Я поцеловал мамино лицо и выкрикнул:
– Отомри!
* * *
Вернулась мама. У неё грустные глаза. У неё всегда грустные глаза, когда она возвращается с кладбища.
– Поставить чайник? – спрашиваю я.
– Спасибо, – отвечает мама, – я сама. Тебе, наверно, пора уходить?
– Пора! – говорю я.
* * *
Раз в неделю, стоя перед креслом, в котором сидит глухой господин Лунц, я пою разные песни, а когда петь кончаю, господин Лунц, привстав из своего кресла, громко хлопает в ладоши и говорит: «Браво, мальчик, браво!»
Я, словно настоящий артист, кланяюсь низко-низко, а господин Лунц стоит с повисшими вдоль тела руками, и его лицо вдруг замирает.
«Отомри!» – мысленно прошу я, потому что глаза на лице господина Лунца такие, будто они заблудились и теперь не знают, куда им глядеть.
«Мальчик, ты удивительный доктор!», – говорит господин Лунц, и тогда госпожа Лунц протягивает мне двадцать пять шекелей.
Как-то я спросил:
– Вам нравится моё пение?
– Очень! – ответил господин Лунц. – Когда ты поёшь, я слышу Моцарта, Шуберта…
– Но я не пою Моцарта, – сказал я. – И Шуберта не пою…
– Разве? Но я слышал Моцарта!
– Я пел о котёнке, которому очень весело, – сказал я.
Господин Лунц пристально вгляделся в мои губы и вдруг рассмеялся.

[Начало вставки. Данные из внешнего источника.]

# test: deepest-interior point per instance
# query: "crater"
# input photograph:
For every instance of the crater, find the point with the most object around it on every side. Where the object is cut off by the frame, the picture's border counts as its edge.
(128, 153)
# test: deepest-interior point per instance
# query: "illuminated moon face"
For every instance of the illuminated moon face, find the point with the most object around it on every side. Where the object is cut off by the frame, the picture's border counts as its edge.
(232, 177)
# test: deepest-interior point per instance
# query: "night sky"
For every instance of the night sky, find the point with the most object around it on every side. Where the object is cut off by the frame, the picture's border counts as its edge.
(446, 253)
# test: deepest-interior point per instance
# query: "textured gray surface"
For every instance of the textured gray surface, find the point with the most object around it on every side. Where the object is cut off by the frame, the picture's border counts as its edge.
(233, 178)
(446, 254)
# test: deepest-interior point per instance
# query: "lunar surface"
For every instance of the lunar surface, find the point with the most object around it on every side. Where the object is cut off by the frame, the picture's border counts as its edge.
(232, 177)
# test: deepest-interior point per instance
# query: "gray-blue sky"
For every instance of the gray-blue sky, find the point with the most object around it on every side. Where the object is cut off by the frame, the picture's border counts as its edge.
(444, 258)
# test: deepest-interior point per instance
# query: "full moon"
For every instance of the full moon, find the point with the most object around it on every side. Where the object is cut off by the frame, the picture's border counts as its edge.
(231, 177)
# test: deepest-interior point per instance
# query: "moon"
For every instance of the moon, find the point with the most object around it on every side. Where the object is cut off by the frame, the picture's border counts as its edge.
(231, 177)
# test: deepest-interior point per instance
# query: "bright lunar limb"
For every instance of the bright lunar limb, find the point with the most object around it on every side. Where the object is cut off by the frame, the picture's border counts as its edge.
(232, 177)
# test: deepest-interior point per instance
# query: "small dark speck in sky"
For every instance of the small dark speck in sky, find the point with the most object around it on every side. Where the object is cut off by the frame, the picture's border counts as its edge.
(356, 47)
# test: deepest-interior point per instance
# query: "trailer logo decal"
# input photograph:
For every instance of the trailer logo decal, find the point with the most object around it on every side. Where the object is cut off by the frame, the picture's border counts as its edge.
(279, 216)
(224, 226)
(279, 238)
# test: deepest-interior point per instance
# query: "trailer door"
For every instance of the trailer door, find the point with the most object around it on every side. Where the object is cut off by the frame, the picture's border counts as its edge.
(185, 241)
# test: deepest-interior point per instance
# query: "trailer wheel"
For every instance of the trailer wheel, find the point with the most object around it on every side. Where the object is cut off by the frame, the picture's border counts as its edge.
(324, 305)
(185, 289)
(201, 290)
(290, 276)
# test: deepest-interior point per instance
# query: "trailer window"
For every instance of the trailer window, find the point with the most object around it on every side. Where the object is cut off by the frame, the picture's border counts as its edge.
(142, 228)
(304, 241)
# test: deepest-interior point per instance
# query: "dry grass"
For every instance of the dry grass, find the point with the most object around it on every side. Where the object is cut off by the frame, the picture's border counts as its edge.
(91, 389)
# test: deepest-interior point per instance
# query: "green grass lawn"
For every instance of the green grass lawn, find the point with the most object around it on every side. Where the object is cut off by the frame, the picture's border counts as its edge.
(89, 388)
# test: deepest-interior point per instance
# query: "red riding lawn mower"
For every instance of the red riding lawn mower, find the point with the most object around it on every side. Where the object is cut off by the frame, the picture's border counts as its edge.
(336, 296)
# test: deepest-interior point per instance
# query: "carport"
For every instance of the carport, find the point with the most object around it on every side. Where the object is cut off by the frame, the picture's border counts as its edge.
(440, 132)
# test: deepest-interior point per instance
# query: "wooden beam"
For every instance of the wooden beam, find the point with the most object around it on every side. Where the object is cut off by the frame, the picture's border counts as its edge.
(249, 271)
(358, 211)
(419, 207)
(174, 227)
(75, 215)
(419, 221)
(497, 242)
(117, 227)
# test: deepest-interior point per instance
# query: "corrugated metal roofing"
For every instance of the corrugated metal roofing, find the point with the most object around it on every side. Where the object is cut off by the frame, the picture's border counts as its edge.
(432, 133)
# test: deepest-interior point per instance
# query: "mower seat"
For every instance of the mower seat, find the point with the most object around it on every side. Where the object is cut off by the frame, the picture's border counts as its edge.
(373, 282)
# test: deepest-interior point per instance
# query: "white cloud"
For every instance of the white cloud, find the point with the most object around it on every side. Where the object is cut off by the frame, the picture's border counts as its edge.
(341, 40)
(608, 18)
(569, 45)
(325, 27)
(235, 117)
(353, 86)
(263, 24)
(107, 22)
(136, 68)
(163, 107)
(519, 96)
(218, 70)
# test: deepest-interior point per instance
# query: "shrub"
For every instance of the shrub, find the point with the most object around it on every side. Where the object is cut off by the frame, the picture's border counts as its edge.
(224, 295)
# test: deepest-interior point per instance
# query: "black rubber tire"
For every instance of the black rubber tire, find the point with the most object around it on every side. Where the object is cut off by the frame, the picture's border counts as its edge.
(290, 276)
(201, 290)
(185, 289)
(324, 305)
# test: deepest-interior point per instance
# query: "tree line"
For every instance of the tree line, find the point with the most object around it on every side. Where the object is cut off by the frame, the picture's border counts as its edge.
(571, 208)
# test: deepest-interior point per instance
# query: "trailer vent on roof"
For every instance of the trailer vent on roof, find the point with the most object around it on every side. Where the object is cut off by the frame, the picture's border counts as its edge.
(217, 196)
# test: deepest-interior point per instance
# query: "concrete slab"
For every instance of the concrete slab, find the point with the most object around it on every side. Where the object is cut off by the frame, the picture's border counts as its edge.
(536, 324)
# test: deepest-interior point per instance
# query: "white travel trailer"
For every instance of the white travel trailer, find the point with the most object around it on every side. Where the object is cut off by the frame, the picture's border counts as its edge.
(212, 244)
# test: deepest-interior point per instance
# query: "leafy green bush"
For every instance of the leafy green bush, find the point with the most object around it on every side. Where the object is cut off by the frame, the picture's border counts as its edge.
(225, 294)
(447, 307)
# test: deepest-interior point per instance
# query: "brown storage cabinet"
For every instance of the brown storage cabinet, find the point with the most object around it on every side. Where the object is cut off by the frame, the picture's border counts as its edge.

– Ты доктор, – сказал он, – ты удивительный доктор!
* * *
– Мама, – говорю я перед тем, как выйти из дома, – господин Лунц считает, что я удивительный доктор…
– Так оно и есть! – улыбается мама, и я радуюсь, когда мама улыбается.
– Мама, – прошу я, – замри!
* * *
По дороге к глухому господину Лунцу, я думаю и о Моцарте, и о Лизе из пятого «д», и о моей маме, а когда мне приходит в голову мысль, что с моим отцом Это, конечно, временно, и скоро он снова будет жить так, как живут «до кладбища», тогда я вслух прошу:
– Отец, пожалуйста, отомри!
Оторванное ухо, приклеенная бровь
Приоткрыв дверь, Ната вздрогнула и, сжавшись под гладью розового халатика, спросила:
– С ума сошёл?
– Частично! – ответил я.
– Может, пьян?
– Нет!
Дверь распахнулась.
Я шагнул в комнату и понюхал Натины волосы.
– Запах твой! – определил я.
Ната закрыла глаза.
– Твой голос, будто у простуженной собаки, – шепнула она, пока я трогал под халатиком нежные бугорки.
Потом я сказал:
– У меня голос простуженной собаки, глаза сваренной рыбы, губы хохочущей совы, а ещё у меня протекают ноги.
– Может, туфли? – уточнила Ната.
Я молча оглядел стены.
Я не хотел разговаривать: ни о том, что между нами было, ни, тем более, о том, чего не было.
– На тебе лицо не твоё! – сказала Ната.
Я снова понюхал её волосы и продекламировал:
«Словно в прошлое глядитсяМесяц, вставший над рекой,И янтарный лик двоится:Он и тот же, и другой».
– Стихи твои? – спросила Ната.
– Брюсова!
– Вот как!
– Ни стихи не мои, ни лицо не моё.
– Более трёх лет уже… Думала, ты забыл…
– Не всё!..
Ната стояла, закрыв глаза и, незрячая, покачивалась.
– Не всё!.. – повторил я.
Ната развязала на халатике поясок.
– Докажи! – теперь голос будто у простуженной собаки был у Наты.
Скинув мокрые туфли, я вырвал себя из брюк и стал доказывать.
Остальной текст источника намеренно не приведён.